Nach dem Ersten Weltkrieg versuchte man expressionistische Darstellungsprinzipien auch auf die Filmleinwand zu übertragen. Man unterschied schon bald zwischen rein abgefilmten, textlich orientierten Theaterproduktionen und rein visuell akzentuiertem Kunstfilm mit eigener Bildsprache.

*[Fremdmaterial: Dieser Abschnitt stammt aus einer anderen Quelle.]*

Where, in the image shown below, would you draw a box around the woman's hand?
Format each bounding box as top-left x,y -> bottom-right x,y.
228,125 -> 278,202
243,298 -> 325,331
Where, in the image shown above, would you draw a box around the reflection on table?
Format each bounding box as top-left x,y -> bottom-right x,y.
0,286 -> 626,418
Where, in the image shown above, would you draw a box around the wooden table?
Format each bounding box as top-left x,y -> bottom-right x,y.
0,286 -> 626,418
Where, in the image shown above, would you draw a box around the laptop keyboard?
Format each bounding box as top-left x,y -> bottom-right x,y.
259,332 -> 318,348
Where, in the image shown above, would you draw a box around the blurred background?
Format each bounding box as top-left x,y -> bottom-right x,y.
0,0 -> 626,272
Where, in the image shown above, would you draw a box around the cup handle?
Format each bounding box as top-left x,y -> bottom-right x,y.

So bildete sich auch der neue Begriff des „Autorenkinos“. Zwischen 1911 und 1914 entfernte man sich immer mehr vom Kurzfilm und begann, abendfüllende Filme zu produzieren.
Eigenschaften
Charakteristisch für den Expressionismus des Films waren stilisiert gemalte anstatt gebauter Kulissen, ebenso verzerrte Perspektiven und extreme Gestik bzw. Mimik der Schauspieler. Durch gerichtetes Licht wurde außerdem der Hell-Dunkel-Kontrast gerne betont (Low-Key-Beleuchtung). Diese Technik wurde als filmerisches Stilmittel weit über den Expressionismus hinaus übernommen und vor allem in Dracula- und Kriminalfilmen angewandt. Die Außenwelt wurde grotesk und phantastisch dargestellt und sollte so als Spiegelbild der psychischen Prozesse der Figuren dienen. Auf reine Außenaufnahmen wurde zumeist bewusst verzichtet. Im Unterschied zum amerikanischen Film, wo eher nervöse Cuts an der Tagesordnung standen, war im deutschsprachigen Raum ein langsamer Schnittrhythmus typisch.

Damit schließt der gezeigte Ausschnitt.